Building the Full Stack: Stackable Credentials in ICT
Valley Vision held a regional Information and Communication Technologies careers advisory on October 12. The event showcased strong demand across all occupations and the need for a collaborative and concerted effort to address the expansive gap. According to data shared by the Center of Excellence for Labor Market Research, the ICT industry is set to have a projected 6% job growth over the next five years, accounting for 2,741 annual job openings in the Greater Sacramento six county region. With the median annual wage across the industry at $102,497, it presents a significant opportunity to align community members and priority populations to these lucrative pathways.

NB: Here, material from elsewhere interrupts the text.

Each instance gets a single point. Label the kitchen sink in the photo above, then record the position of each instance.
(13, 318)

Diversity and inclusion were a hallmark of the event. With a current significant gap of 1,371 skilled workers required to meet the demand for ICT careers, the data from Center of Excellence illustrated an underrepresentation of significant portions of our populace. For instance, despite constituting 28% of the total workforce in the Greater Sacramento region, Hispanics and Latinos account for only 15% of the ICT workforce. Moreover, the disparity is pronounced in gender representation, with 71% of ICT workers identifying as male. This significant underrepresentation highlights an untapped potential within communities. By actively engaging and recruiting from underrepresented groups, the industry can not only create a more diverse and inclusive workforce but also benefit from a broader talent pool that better reflects the overall demographics of the region.
Employer representatives shared how ICT positions have become essential in a wide range of companies. The employer panel included representatives from Placer County, Microsoft Philanthropies, City of Roseville, and Swinerton, a national construction company. The discussion covered several key themes, including the most sought-after skills, the importance of recruiting from underrepresented communities, and the goal of providing more internships. In sharing insights about their respective organizations, the panelists showcased their commitment to fostering inclusivity and expanding opportunities for individuals by working more closely with the community colleges.
One specific example showcased specific alignment between a college and employer partner. Swinerton gave details on a partnership with Sierra Community College that demonstrated collaboration between industry and CTE programs. Sierra College created a series of courses matched to the ICT needs of Swinerton construction help desk positions. The college also worked with Swinerton to update job descriptions with matching course numbers in their listed qualifications. This alignment allows students to not only have the opportunity to participate in an internship but also makes explicit the relevance of their education to immediate employment.
The advisory showcased various pathways available for individuals to develop entry-level, ICT-related skills. The Sacramento Public Library shared information on free Adult Education Career Development classes in basic digital literacy and career readiness, including free certifications from Coursera and Gale, in cyber security and data analysis. Byte Back, a community based organization whose mission is to close the digital divide by providing under-resourced communities an equitable pathway into the digital economy, detailed their free 360 Digital Navigators program designed to help people gain technical digital skills. Their community-2-community approach supports digital navigators with the skills, resources, and knowledge necessary to assist fellow community members with gaining internet access and navigating everyday digital tasks imperative to work, health, education, and life. These two programs are examples of accessible building blocks in under-resourced communities that can be essential components of developing inclusive ICT career pathways.
All participants emphasized the need for continuous education and training in the field and illustrated how stackable skills and certifications, from community organizations to community colleges and industry partners, can collaborate to meet the current and projected demand. Additionally, continuous learning enables workers to stay updated with the necessary skills to thrive in an increasingly technology-driven workplace. Employer and workforce system partners working in collaboration can design effective pathways from neighborhoods to these promising careers.